While such seeking can represent a deep commitment to spirituality, some worry about a superficiality to American religious faith. They question how far one can go without being grounded in a major faith, and call on churches to be more responsive.

"My disappointment is that the churches aren't nearly as creative in responding to these needs and feelings as they might be," Cox says. Students 25 years ago tended to be condescending toward religion; today "there is a seeking and a hunger, and people are not reluctant to express it. It takes a long time for churches to reach out and make the kind of changes in themselves they have to make to meet people half way."

Yet there are also signs of a growing commitment in many directions. More people are studying sacred texts, taking courses at seminaries, creating prayer and Bible groups, and filling the growing number of healing services being held by many denominations. "The idea that healing and religion belong together has come back with a strong emphasis in this age ... among many churches and many movements," says Cox.

"The role of healing is huge," says Marty. "The Christian Science Church had this package 100 years ago. It pioneered ... but today it's all over the place. Lifelong nurture of healing ways is likely to remain a therapeutic revolution which includes body as well as spirit."

And the transforming power of religious faith is gaining recognition in many avenues of life:

* Resources are being directed to faith-based institutions because they have proven more effective than others in freeing people from drug and alcohol addiction and other social ills.

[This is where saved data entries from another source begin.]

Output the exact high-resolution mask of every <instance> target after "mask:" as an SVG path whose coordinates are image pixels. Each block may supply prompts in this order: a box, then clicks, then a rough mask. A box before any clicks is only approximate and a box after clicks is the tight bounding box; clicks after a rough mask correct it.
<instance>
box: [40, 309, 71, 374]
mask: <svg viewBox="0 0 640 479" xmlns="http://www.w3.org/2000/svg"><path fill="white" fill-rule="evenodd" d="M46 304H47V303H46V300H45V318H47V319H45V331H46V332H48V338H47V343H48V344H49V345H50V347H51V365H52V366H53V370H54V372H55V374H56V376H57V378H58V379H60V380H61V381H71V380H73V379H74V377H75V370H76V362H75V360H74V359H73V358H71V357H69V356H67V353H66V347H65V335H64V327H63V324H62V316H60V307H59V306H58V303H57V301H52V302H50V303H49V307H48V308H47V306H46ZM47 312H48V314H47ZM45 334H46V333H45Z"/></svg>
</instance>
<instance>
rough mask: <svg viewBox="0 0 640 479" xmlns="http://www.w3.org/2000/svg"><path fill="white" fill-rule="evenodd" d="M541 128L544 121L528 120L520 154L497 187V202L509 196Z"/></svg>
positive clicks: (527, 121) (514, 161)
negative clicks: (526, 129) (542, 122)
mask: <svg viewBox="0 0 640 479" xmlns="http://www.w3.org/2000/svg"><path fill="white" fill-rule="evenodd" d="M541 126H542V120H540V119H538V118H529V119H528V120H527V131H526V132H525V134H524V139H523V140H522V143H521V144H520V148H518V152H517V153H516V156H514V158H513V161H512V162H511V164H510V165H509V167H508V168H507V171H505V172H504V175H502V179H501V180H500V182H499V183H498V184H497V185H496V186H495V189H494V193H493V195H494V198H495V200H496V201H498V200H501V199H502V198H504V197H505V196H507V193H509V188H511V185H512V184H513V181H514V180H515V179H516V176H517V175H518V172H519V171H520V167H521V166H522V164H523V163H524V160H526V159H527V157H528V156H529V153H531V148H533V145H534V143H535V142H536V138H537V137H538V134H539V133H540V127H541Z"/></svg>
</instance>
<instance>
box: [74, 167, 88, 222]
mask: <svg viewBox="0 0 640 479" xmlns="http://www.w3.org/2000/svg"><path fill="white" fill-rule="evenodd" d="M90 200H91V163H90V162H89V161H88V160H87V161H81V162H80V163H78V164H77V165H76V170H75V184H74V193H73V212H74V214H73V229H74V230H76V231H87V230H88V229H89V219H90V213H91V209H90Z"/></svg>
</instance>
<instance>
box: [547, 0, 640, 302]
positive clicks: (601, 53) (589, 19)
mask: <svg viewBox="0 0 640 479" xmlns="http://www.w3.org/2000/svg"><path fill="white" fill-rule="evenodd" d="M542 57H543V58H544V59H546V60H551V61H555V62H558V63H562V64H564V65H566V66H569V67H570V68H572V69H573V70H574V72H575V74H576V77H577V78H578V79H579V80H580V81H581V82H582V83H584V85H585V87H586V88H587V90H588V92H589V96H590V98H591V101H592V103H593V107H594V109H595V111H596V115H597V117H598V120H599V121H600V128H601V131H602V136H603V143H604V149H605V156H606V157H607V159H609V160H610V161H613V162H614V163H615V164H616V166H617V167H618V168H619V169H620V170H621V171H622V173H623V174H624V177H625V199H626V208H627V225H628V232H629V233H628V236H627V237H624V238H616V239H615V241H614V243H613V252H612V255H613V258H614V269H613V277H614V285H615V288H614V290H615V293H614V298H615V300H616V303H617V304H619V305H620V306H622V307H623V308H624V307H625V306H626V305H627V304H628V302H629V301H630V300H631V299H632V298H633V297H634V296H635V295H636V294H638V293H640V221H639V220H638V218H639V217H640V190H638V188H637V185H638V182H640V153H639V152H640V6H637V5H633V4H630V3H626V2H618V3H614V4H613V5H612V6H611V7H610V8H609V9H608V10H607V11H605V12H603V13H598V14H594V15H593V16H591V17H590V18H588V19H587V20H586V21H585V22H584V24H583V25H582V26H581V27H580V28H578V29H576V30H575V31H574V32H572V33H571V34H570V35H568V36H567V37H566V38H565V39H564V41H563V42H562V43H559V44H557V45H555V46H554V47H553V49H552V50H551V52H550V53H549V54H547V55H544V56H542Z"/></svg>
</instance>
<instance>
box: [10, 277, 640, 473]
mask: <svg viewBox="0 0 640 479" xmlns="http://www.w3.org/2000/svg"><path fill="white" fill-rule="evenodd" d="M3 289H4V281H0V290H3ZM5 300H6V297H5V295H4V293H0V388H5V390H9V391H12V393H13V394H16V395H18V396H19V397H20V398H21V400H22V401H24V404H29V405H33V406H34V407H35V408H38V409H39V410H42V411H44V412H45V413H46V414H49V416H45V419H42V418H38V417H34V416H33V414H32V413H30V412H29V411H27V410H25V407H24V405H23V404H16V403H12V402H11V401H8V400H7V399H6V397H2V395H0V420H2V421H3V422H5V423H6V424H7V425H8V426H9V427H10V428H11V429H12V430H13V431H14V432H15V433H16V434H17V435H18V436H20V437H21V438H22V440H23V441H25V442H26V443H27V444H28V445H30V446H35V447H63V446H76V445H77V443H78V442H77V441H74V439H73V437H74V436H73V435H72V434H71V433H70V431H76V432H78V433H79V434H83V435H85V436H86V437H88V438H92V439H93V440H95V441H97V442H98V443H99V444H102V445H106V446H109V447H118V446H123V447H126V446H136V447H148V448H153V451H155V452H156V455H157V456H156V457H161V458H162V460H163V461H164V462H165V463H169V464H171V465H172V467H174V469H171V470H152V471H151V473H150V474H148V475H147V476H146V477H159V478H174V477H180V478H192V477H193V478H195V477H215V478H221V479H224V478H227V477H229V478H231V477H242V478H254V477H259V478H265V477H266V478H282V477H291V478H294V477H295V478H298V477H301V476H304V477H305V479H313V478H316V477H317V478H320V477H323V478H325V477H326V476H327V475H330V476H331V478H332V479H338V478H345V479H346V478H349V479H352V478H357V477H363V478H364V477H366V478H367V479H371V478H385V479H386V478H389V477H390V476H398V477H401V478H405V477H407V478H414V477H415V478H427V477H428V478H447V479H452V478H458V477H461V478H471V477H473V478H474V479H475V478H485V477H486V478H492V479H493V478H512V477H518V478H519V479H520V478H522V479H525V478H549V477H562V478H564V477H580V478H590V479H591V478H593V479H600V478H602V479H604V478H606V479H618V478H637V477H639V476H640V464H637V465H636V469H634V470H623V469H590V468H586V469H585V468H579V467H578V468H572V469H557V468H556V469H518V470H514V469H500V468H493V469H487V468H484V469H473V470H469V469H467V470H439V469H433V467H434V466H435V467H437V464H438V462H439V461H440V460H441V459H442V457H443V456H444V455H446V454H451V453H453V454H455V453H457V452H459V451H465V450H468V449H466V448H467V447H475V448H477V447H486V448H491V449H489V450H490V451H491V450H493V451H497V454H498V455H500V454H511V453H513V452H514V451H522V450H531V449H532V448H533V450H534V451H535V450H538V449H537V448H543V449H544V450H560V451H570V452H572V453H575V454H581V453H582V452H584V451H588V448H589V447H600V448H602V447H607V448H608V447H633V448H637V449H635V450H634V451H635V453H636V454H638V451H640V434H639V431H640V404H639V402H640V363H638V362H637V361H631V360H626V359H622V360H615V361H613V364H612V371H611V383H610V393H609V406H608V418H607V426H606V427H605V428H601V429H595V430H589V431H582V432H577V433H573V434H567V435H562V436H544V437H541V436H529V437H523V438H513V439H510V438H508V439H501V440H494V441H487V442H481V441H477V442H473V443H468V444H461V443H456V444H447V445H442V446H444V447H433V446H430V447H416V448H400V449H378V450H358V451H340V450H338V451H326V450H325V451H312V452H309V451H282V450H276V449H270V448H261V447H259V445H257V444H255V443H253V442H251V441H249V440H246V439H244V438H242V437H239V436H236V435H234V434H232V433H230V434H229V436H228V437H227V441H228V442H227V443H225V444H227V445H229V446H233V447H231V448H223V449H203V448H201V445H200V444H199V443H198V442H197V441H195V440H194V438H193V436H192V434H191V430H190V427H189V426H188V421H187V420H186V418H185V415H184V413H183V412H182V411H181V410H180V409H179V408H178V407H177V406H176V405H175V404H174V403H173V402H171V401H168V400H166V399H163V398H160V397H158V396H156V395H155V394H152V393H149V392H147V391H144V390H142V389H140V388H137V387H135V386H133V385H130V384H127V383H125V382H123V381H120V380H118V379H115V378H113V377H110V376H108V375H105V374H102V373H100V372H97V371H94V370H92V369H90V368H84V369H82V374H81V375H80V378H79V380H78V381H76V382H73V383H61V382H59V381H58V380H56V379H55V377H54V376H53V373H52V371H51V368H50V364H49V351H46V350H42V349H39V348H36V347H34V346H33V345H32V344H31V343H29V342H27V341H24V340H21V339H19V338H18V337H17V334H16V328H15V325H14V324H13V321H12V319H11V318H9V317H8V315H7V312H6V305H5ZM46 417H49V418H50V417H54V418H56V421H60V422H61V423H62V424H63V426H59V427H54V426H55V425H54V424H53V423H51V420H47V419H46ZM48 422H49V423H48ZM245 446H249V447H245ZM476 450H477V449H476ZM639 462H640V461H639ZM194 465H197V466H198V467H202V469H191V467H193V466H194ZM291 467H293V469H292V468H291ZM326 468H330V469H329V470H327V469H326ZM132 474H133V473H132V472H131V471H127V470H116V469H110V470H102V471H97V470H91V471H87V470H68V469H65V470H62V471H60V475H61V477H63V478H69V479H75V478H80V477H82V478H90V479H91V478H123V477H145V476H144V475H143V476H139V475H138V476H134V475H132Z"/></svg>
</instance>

Medical research has demonstrated that those who are religiously active tend to be healthier, have a greater sense of well-being, and live longer.

* Religious leaders are being called on to advise international institutions on economic development, participate in developing environmental policies, and consult with scientists on questions of ultimate reality.

As the millennium nears, issues of environmental degradation, materialistic culture, moral decay, global financial disarray, and a growing imbalance in wealth trouble many peoples. They are turning to religion for answers, and in parts of the world, Marty says, the effort to educate and shape cultures religiously is intense.

Whether the future holds "a new age of the Spirit" as some foresee, or brings clashes between faiths such as those seen in the past depends on the choices individuals make in their spiritual search and on the degree to which efforts are made to understand one another.